Tuesday, August 14, 2007

The Road to Hell


Such a catchy title, huh?! Well, I stole it. It comes from a quote by John Donne. He said, "The road to Hell is paved with good intentions." Why this quote has stuck in my mind since college is beyond me. Why couldn't it be a more happy thought like "God is Love" ...or "You are my sunshine"....or... whatever..you fill in the blanks. Only the Lord knows why...perhaps He knows it movitates me on some dark, twisted level. I'm not afraid of going to Hell..because I am confident that my faith in Christ is enough. What strikes me is that unfulfilled intentions can fill a life. Ick. Sounds awful and I don't want that to be true of me.

Especially now that I'm back to living by myself I'm struck by the truth that so much possibility lies before me and is somewhat within my control. It is so easy (and honestly, fun, sometimes) to be enveloped by my cushy couch and drown the entire night with the brainless sounds of the tv. While this activity is perhaps one of my favorites I am struck by the vision the Lord has given me for my life.
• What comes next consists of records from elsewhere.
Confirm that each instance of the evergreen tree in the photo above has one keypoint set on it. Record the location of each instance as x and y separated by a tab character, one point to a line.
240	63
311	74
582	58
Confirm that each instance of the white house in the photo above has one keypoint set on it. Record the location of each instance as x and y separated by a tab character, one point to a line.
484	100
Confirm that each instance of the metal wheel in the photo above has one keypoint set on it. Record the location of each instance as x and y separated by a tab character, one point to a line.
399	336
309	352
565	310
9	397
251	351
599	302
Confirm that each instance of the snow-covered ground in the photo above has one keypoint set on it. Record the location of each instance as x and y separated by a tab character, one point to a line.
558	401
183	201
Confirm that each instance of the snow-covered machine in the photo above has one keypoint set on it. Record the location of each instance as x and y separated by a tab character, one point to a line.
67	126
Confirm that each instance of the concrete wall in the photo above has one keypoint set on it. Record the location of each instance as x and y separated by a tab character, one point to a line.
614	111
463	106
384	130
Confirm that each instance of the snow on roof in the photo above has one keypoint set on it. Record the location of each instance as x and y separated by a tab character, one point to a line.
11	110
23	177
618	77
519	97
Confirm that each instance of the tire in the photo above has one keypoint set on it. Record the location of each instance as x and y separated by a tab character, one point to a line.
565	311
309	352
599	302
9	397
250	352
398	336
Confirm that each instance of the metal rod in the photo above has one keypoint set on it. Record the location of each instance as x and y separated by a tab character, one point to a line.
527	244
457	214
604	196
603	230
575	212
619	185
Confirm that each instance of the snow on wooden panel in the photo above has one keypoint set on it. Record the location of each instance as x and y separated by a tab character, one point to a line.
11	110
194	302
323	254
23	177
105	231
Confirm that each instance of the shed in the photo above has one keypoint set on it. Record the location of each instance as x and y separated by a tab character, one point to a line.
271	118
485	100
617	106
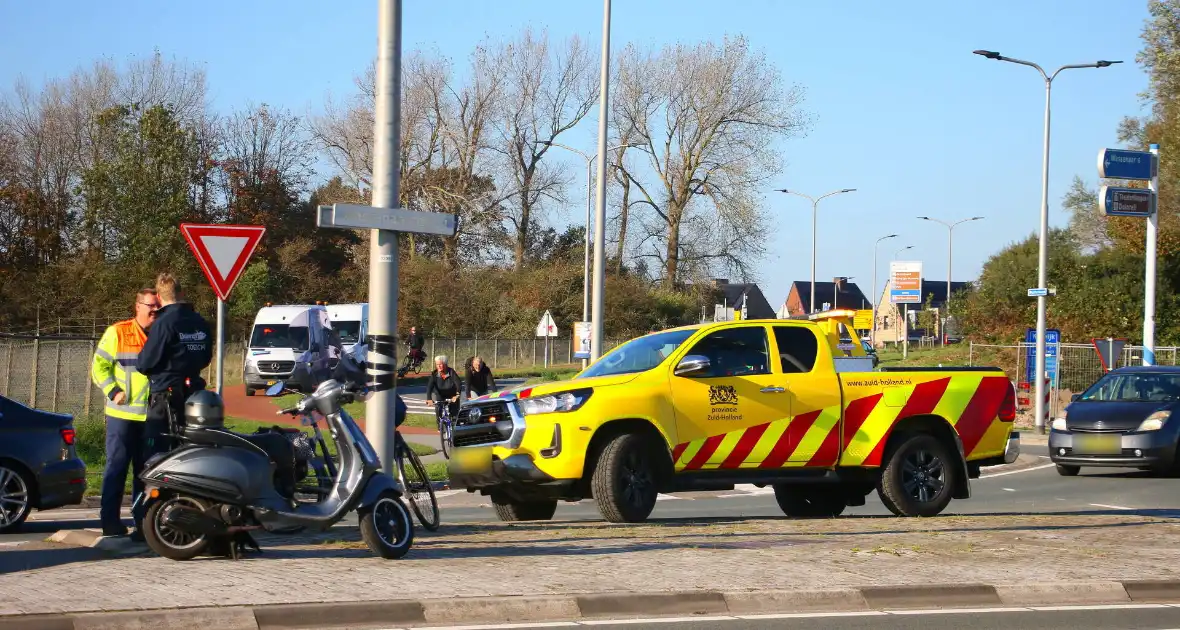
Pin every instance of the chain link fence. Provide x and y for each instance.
(1077, 366)
(53, 374)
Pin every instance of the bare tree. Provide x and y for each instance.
(546, 93)
(708, 117)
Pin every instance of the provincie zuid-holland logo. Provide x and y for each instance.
(723, 402)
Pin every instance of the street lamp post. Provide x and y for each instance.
(811, 306)
(585, 264)
(1043, 250)
(950, 231)
(872, 333)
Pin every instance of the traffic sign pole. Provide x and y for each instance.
(1153, 224)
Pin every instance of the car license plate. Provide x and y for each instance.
(1097, 445)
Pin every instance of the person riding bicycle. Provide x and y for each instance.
(444, 387)
(417, 342)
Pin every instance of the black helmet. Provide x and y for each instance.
(204, 409)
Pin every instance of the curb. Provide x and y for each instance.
(584, 606)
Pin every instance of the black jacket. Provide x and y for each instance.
(480, 382)
(446, 386)
(179, 345)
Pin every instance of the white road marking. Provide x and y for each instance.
(1017, 472)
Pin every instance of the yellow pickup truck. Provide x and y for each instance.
(774, 402)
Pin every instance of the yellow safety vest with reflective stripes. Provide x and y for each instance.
(113, 371)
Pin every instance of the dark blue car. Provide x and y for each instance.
(39, 465)
(1122, 420)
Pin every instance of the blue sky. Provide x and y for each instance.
(904, 112)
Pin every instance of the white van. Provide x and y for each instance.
(288, 343)
(351, 323)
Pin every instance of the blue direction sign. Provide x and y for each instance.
(1126, 202)
(1051, 341)
(1121, 164)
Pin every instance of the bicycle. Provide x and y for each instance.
(443, 413)
(415, 483)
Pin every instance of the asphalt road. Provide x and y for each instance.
(1030, 491)
(1148, 617)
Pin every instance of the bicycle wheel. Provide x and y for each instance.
(419, 487)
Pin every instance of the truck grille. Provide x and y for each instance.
(276, 367)
(483, 424)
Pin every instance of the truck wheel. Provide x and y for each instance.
(510, 511)
(808, 503)
(624, 481)
(919, 478)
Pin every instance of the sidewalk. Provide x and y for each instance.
(559, 569)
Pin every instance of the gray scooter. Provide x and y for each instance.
(208, 494)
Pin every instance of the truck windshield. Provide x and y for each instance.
(638, 354)
(280, 335)
(349, 332)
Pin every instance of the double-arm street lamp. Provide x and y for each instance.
(811, 306)
(950, 231)
(585, 264)
(1043, 251)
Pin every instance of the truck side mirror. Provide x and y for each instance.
(693, 365)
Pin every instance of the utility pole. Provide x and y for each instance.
(600, 233)
(380, 407)
(1043, 250)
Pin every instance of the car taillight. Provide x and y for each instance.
(1008, 407)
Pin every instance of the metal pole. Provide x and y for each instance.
(379, 409)
(1153, 225)
(585, 266)
(950, 240)
(811, 306)
(1042, 267)
(600, 235)
(221, 345)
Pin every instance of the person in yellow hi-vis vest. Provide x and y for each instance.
(113, 371)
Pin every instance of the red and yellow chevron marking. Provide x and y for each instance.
(969, 402)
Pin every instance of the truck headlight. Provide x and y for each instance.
(1154, 421)
(559, 402)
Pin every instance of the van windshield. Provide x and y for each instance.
(280, 335)
(348, 332)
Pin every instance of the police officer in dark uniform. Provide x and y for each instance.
(172, 359)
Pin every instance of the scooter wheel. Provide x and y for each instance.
(169, 542)
(387, 527)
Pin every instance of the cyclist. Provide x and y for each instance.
(479, 378)
(443, 387)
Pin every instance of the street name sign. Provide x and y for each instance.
(366, 217)
(222, 251)
(545, 327)
(1122, 164)
(1126, 202)
(905, 282)
(1109, 349)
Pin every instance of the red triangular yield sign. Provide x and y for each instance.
(222, 251)
(1109, 349)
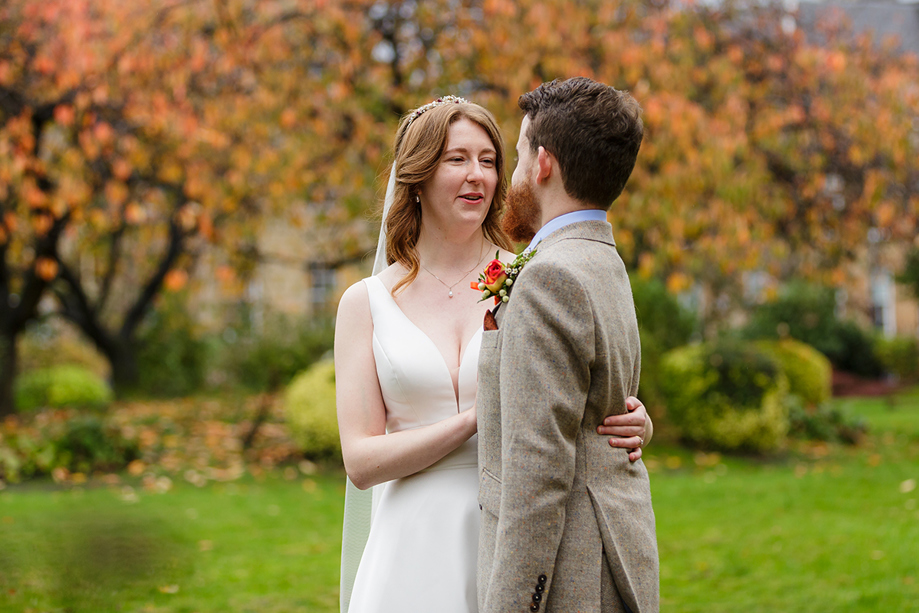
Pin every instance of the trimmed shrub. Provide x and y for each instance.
(271, 358)
(309, 405)
(826, 423)
(62, 439)
(727, 396)
(62, 386)
(87, 444)
(900, 356)
(809, 373)
(808, 313)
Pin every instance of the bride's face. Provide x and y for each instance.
(463, 186)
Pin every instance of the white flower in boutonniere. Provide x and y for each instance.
(498, 277)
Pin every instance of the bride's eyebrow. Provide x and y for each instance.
(465, 150)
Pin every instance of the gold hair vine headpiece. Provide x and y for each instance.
(430, 105)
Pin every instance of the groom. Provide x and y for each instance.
(566, 525)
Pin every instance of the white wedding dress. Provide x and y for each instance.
(421, 552)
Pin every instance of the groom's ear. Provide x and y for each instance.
(544, 163)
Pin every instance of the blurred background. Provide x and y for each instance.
(188, 186)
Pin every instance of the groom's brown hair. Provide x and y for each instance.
(592, 129)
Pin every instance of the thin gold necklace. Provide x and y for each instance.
(450, 287)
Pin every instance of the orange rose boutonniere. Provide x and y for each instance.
(498, 278)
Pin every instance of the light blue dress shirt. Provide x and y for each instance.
(563, 220)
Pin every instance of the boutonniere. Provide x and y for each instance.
(497, 278)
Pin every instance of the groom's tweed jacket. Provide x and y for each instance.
(567, 523)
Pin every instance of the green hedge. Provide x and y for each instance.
(808, 313)
(62, 439)
(663, 324)
(61, 387)
(809, 372)
(726, 396)
(900, 356)
(309, 405)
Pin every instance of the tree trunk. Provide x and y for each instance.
(8, 365)
(122, 355)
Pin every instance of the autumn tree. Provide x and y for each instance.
(134, 137)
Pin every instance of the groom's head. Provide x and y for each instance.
(590, 131)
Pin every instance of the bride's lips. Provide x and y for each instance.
(473, 197)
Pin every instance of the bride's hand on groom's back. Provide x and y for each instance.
(629, 430)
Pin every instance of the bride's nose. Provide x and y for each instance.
(475, 174)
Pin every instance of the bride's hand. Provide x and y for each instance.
(631, 430)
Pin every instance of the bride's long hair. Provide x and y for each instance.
(419, 144)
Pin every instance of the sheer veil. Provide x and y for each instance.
(360, 505)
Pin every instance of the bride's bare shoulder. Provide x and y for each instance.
(355, 302)
(391, 275)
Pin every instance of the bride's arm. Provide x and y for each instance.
(371, 456)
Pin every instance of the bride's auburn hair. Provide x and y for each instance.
(420, 143)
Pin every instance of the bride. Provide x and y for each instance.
(406, 353)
Not so much the career vision...but the "being" vision. Who He wants me to be... I do long to be a light for Jesus wherever I am...but how many times have I moved and never bothered to meet my neighbors? Oh, I always thought I should...just never made it happen. Or how often do I plan my schedule based on what fills my cup...instead of what can I do for someone else. I don't want to squander this life on myself...that is not why I'm here. I know deep down that if I continue on this path I will be left with regret. Yet, it is such a default setting for me.

I'm so grateful for the grace of God. He knows I'm prone to wander. He knows that I sometimes think on some level...that I would never verbalize....that He doesn't know my needs and ultimately no one will meet them if I don't do it myself. He knows my unbelief and still surrounds me with His kind and abundant love. I still don't get it.

I think that part of me developing a greater understanding of His love will come from me choosing to step out in faith and do the things that may not come naturally...but can communicate His love in some small way. Maybe....I might need to noodle on that just a little more.....it's a fresh revelation.

Why all this rambling? Well, I've been convinced by the Spirit of God to be different in this apartment complex. I made chocolate chip cookies...and ventured out to meet the neighbors tonight. Shrouded in fear I started knocking on doors. While I haven't been able to meet everyone yet I am overwhelmed by God's goodness. I met two families who just moved here from Korea. They didn's speak much English...but did you know Chocolate chip cookies transcends language barriers. Seemed like there were a gillion kids in there...they jumped up and grabbed the cookies while I tried to make some conversation with one of the moms. Precious.

Who knows if I'll ever see these folks again...it doesn't matter. I just want to be available...and not so focused on my own life.

Actually, I need to go next door... babysitter said they'd be back by 8.